An Initial Exchange Offering is when a cryptocurrency exchange acts as a third-party intermediary between companies seeking crowdfunding and investors looking for new projects and start-ups. The IEO is a medium of cryptocurrency sales and manages the exchange of new cryptos to already existing currencies such as Bitcoin or Ethereum.

ICOs allow projects to run the fundraising themselves, but IEOs list new cryptocurrencies on their exchange on behalf of their creators and invite investors to buy them. New projects and investors must register at the Initial Exchange Offering platform, where a screening process is carried out to identify fraudulent activity or threats. The IEO analyzes the project’s whitepaper and then charges the project creators an initial listing fee and offers a proportion of tokens that can be listed on the exchange.

After that, the IEO lists its tokens on the platform, which allows investors to buy them and raise funds. Once the coins are sold, the IEOs list the coins on their platform.

What’s beneficial about using an Initial Exchange Offering?

What is great about IEOs is the fact that they’re trustworthy and secure. Unlike ICOs, IEOs are conducted in a controlled environment and run a background check to verify the projects before they accept them on their platform and issue a sale. IEOs will conduct a detailed analysis and inquire about substantial information from the project’s creators.

They will also do a thorough KYC (Know-Your-Client) procedure to prevent fraudsters from joining their platform as sham investors. Through these processes, IEOs have gained trust and confidence from both the companies conducting projects and investors.

And besides extensive security, IEOs are open to all exchange users, which means investors that normally would not be eligible to participate in such a sale can do so. They also offer significant token liquidity because once the IEO ends, its tokens can immediately be traded on an exchange. Furthermore, the exchange provides the token exposure to its existing user base, which saves the organization responsible for the project a lot of money of marketing.  The company can focus on its project and not worry about scams and extortion.

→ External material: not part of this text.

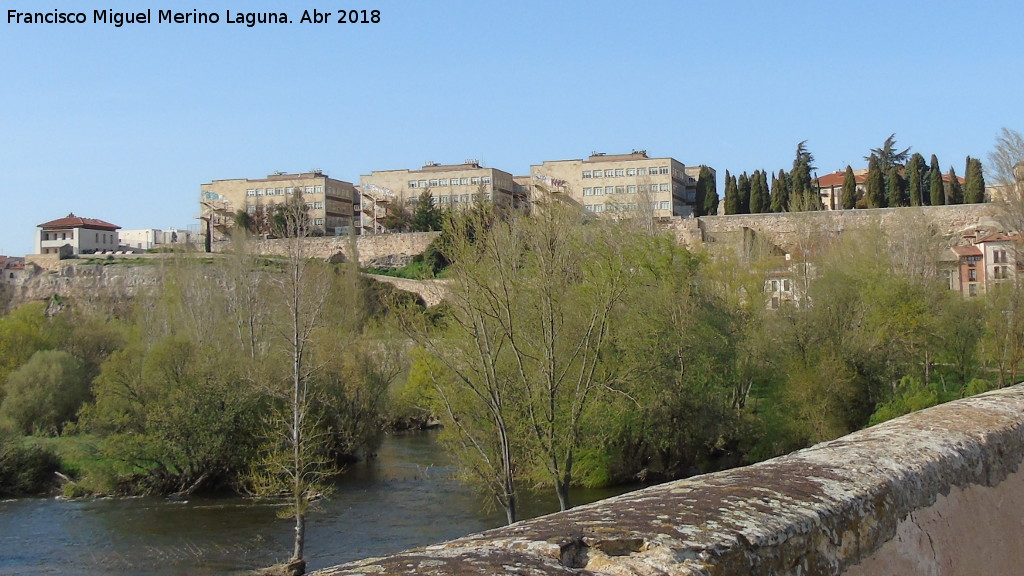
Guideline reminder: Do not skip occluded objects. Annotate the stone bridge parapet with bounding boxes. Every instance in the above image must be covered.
[316,385,1024,576]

Are there any negatives of using IEOs?

Despite its secure network, IEO requires the capital generation and may cost a lot of money. While it certainly is a premium investment, due to the security, regulation, and marketing offered, not all companies can afford this, unfortunately. Also, the process of registering an IEO is not as easy as registering an ICO – the project must fulfill specific eligibility requirements.

Another downside is that most popular IEOs are only limited to an exchange userbase which limits its exposure a bit. Furthermore, some countries have banned IEOS entirely, such as:

  • Afghanistan
  • Albania
  • Bosnia and Herzegovina
  • Burundi
  • Canada
  • Central Africa
  • Congo
  • Cote d’Ivoire
  • Ethiopia
  • Guinea-Bissau
  • Iran
  • Iraq
  • Lebanon
  • Liberia
  • Libya
  • Macedonia
  • Mainland China
  • Malaysia
  • Myanmar
  • New Zealand
  • North Korea
  • Serbia
  • Somalia
  • South Sudan
  • Sri Lanka
  • Sudan
  • Syria
  • Thailand
  • Belarus
  • Guinea
  • Trinidad and Tobago
  • Tunisia
  • Uganda
  • Ukraine
  • The United States
  • Venezuela
  • Yemen
  • Zimbabwe

What platforms accept IEOs, and how does a project get approved?

For an IEO to be accepted on a cryptocurrency exchange’s platform, it needs to fulfill certain criteria. Some of the requirements are:

  • A sensible business model with significant potential
  • Cryptocurrency token
  • Strong team working on the project
  • Minimal viable product (MVP)
  • Website for marketing purposes
  • Interest from investors (optional)
  • Hard cap

Once a project has fulfilled the necessary criteria, they will need to find an exchange that accepts IEOs such as Binance Launchpad, KuCoin Spotlight, Probit, etc. Upon registration, the company supporting the project will need to submit various details such as the founder’s personal information (name, email, etc.) and extensive details on the project’s purpose, its token, etc. Needless to say, the process is quite time-consuming and complicated, which is why most companies hire a specialist to assist with the registration.

Following the registration, the project will be reviewed by the exchange team, who check if the project matches certain regulatory criteria. It’s important to provide thorough details on the project to avoid rejection. Finally, once approved, the token will be listed on the exchange for a small upfront fee.

The future of IEOs

Initial exchange offerings certainly offer significant potential that ICOs never could. Despite that, establishing a ‘perfect’ crowdfunding mechanism is not easy, and there are still many disadvantages associated with IEOs. Despite that, in the everchanging world of cryptocurrencies, this seems like a fundamentally essential tool to help incorporate cryptos into everyday life.